Die jüngst geäußerte Behauptung, die Arzneimittelhersteller brächten durchschnittlich 802 Millionen Dollar für jedes neu auf den Markt gebrachte Medikament auf, beruht auf geheim gehaltenen Daten der Unternehmen selbst und ist völlig überhöht. Ganz gleich aber, wie viel Geld sie für Forschung und Entwicklung tatsächlich aufwenden: Solange die Arzneimittelunternehmen mehr für Marketing ausgeben und mehr als Gewinn übrig behalten, können sie kaum behaupten, die hohen Preise seien nötig, um Forschung und Entwicklung zu finanzieren. Vielmehr sind die hohen Preise nötig, um ihre gewaltigen Marketing-Ausgaben abzudecken und ihre enormen Gewinnspannen aufrecht zu erhalten. Auch wenn die Preise zuletzt etwas unter Druck geraten sind: Die Arzneimittelunternehmen gleichen dies aus, indem sie mehr Menschen überzeugen, mehr Medikamente für zweifelhafte oder aufgebauschte Beschwerden einzunehmen, und so die Umsatzmengen erhöhen.
Die wichtige Frage ist jedoch nicht, wie viel die Arzneimittelunternehmen für Forschung und Entwicklung ausgeben, sondern, ob wir als Verbraucher dabei auf unsere Kosten kommen. So bemerkenswert dies klingt: Nur ein Bruchteil aller neuen Medikamente ist bei sinnvoller Verwendung dieses Wortes tatsächlich innovativ.
In den sechs Jahren zwischen 1998 und 2003 wurden von den 487 neu auf den Markt gekommenen Medikamenten volle 78 Prozent von der US-Arzneimittelbehörde als vermutlich nicht besser als bereits auf dem Markt befindliche Medikamente eingestuft. Mehr noch: 68 Prozent bestanden nicht einmal aus neuen chemischen Verbindungen, sondern waren einfach alte Medikamente in neuen Darreichungsformen oder Kombinationen.
Mit anderen Worten: Die wesentlichen Produkte der Branche sind keine wichtigen neuen Medikamente, sondern geringfügige Variationen von Medikamenten, die bereits auf dem Markt sind – so genannte Nachahmerpräparate oder „Me-too-Drugs“. So ist das weltweit meistverkaufte Medikament – Lipitor von Pfizer – das Vierte von sechs cholesterinsenkenden Mitteln desselben Typs. Es gibt inzwischen ganze Familien von Me-too-Drugs und wenig Grund zu der Annahme, dass eines bei vergleichbaren Dosen besser ist als das andere.
Auch ist die Pharmaindustrie alles andere als ein Modell freien Unternehmertums: Sie ist vollständig von staatlich geförderter Forschung und staatlich gewährten Monopolen in Form von Patenten und exklusiven Vermarktungsrechten abhängig. Die wenigen innovativen Medikamente rühren in der Regel aus mit öffentlichen Geldern finanzierter Forschung her, die in staatlichen Labors oder an den Universitäten durchgeführt wird. Selbst unter artverwandten Me-too-Drugs beruht das Original normalerweise auf staatlich geförderter Arbeit.
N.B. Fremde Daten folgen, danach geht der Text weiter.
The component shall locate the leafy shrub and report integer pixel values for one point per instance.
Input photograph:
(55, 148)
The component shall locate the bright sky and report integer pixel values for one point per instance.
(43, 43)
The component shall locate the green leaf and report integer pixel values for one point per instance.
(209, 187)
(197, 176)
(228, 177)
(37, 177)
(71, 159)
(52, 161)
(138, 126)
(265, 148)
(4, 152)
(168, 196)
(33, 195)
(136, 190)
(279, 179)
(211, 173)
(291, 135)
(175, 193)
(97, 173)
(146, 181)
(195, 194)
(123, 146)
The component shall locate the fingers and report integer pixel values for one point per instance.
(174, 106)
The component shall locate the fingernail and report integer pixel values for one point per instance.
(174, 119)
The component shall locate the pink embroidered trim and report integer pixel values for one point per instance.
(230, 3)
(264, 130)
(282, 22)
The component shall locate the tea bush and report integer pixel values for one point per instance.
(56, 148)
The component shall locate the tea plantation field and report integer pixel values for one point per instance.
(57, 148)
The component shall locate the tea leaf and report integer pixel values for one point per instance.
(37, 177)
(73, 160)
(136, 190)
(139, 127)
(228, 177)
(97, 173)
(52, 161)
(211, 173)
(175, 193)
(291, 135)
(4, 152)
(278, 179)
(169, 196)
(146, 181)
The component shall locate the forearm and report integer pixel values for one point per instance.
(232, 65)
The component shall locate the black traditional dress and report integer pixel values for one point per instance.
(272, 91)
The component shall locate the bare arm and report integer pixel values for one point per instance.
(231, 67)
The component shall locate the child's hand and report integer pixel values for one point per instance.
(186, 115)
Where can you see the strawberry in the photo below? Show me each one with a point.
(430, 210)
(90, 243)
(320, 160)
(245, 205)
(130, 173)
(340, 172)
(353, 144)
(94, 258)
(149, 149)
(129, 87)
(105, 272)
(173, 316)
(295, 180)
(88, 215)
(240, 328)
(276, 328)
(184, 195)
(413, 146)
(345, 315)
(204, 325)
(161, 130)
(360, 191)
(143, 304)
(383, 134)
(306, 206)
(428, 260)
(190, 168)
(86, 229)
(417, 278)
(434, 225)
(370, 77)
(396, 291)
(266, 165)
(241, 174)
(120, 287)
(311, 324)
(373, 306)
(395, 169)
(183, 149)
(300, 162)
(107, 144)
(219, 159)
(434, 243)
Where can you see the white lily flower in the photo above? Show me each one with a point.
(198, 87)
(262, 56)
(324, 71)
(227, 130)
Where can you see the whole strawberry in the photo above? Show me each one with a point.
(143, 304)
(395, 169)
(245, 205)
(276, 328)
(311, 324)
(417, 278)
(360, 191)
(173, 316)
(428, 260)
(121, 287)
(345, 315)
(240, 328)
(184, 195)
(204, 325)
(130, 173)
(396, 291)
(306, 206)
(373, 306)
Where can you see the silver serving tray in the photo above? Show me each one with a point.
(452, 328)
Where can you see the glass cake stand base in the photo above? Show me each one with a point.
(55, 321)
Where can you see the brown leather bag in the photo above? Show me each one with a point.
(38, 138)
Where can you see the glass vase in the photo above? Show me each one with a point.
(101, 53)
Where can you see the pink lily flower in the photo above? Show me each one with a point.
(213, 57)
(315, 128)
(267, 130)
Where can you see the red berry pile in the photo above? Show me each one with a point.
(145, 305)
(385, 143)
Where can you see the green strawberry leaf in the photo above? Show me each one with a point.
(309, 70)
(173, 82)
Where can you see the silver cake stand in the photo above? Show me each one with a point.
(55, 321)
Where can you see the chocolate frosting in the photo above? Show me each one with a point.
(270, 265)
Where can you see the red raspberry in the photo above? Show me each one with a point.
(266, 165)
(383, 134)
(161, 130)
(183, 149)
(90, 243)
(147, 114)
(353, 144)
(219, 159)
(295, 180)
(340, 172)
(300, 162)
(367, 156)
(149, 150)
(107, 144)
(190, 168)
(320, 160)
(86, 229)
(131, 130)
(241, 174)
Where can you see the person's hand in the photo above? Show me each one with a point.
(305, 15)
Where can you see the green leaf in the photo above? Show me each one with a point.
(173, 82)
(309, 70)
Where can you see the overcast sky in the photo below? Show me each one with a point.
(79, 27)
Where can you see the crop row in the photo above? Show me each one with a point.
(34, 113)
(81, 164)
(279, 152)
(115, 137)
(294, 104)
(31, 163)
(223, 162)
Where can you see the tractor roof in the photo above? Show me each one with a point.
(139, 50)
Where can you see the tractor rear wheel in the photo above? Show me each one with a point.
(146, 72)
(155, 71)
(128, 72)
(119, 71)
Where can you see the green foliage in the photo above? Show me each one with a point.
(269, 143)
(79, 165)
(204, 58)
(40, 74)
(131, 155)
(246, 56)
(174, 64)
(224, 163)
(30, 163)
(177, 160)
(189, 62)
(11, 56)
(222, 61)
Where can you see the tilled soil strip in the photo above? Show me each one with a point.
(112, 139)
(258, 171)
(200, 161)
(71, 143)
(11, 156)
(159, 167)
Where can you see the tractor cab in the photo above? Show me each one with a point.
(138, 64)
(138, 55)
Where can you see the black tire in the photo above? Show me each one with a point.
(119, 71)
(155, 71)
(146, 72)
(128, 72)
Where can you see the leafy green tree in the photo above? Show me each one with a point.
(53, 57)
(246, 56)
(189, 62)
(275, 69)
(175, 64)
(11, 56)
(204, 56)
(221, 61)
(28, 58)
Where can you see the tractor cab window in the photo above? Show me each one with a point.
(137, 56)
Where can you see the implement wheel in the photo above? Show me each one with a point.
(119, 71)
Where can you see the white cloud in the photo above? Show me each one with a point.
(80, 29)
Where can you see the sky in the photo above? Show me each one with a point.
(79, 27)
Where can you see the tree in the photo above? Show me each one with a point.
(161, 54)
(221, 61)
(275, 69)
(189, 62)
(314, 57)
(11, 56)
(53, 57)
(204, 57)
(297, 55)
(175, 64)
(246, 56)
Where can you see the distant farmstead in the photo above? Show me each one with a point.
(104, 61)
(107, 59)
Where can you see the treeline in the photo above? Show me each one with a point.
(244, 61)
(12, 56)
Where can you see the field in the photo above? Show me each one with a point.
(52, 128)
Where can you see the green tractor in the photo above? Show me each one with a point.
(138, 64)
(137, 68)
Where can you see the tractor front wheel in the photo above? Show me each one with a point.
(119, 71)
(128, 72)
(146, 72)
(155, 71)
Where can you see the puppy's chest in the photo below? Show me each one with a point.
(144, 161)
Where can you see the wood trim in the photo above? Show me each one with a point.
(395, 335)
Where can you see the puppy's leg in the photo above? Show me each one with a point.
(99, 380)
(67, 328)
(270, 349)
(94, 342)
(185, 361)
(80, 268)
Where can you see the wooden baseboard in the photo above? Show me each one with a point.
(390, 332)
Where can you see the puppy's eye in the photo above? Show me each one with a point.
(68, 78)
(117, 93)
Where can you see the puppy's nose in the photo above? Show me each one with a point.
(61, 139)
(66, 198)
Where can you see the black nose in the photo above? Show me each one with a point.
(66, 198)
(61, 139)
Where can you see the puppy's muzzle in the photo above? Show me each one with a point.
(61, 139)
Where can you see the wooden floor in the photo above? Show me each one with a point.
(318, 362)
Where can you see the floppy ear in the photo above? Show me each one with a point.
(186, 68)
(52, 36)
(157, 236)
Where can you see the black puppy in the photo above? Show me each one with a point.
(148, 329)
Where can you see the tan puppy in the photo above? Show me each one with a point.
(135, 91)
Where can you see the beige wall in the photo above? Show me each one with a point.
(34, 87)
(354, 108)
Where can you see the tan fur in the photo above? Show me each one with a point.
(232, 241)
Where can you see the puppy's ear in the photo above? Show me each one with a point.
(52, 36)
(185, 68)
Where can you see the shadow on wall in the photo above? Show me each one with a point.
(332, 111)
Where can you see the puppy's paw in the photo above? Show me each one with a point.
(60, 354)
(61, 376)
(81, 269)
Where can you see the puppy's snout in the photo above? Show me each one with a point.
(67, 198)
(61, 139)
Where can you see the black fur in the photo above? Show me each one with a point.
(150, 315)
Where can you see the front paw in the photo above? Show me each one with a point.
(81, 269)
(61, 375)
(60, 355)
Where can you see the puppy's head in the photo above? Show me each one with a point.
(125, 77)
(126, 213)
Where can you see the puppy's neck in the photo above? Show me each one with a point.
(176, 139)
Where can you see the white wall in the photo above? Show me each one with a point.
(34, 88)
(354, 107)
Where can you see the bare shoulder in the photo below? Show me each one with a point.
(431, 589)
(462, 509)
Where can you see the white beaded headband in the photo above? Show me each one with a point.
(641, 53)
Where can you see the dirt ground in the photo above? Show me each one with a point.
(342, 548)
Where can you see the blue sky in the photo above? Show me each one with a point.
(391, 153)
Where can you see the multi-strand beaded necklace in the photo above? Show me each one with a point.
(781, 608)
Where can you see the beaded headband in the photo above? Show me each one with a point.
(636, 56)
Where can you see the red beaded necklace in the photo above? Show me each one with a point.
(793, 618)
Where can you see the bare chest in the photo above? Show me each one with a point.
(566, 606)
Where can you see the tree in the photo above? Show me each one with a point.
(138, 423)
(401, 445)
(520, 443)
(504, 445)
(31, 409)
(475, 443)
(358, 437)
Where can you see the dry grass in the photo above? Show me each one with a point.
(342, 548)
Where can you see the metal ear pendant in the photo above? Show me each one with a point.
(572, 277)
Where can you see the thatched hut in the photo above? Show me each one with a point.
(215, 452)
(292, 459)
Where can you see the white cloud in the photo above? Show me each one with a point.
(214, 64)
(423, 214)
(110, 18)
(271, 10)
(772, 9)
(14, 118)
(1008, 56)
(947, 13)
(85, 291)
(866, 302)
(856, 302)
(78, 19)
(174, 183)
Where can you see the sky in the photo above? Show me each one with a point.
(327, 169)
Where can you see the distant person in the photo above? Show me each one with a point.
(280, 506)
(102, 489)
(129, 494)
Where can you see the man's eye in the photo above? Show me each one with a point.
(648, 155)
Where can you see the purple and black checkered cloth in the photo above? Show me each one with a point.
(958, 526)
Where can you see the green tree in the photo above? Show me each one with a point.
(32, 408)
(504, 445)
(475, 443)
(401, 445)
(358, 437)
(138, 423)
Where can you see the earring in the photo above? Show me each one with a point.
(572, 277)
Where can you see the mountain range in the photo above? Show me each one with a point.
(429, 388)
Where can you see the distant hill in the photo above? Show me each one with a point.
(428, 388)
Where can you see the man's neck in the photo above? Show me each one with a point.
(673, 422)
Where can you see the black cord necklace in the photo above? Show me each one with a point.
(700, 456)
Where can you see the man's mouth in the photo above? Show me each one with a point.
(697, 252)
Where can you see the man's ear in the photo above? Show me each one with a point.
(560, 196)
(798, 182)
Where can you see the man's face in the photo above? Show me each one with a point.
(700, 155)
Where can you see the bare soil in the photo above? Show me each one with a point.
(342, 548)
Das erste der Medikamente vom Typ Lipitor etwa, Mevacor, kam 1987 auf den Markt und beruhte überwiegend auf universitären Forschungen. Die meisten der heute meistverkauften Medikamente haben Vorläufer, die sich in die 1980er Jahre oder noch weiter zurückdatieren lassen.
Unterm Strich bleibt, dass die Arzneimittelhersteller immer weniger innovativ sind. Sie spielen lediglich mit denselben alten Medikamenten herum, bekommen neue Patente und Exklusivrechte dafür und verlassen sich auf ihre Marketing-Stärke, um Ärzte und Patienten zu überzeugen, dass sie medizinische Wunder vollbringen.
Alle entwickelten Länder regulieren die Arzneimittelpreise in irgendeiner Form. Selbst in den USA werden Arzthonorare und Krankenhausgebühren durch die staatliche Krankenversicherung Medicare reguliert. Wir müssen also nicht befürchten, dass wir eine innovative Forschungs- und Entwicklungsarbeit abwürgen. Die Arzneimittelhersteller tun viel weniger davon, als sie behaupten, und das bisschen, was sie tun, können sie problemlos finanzieren.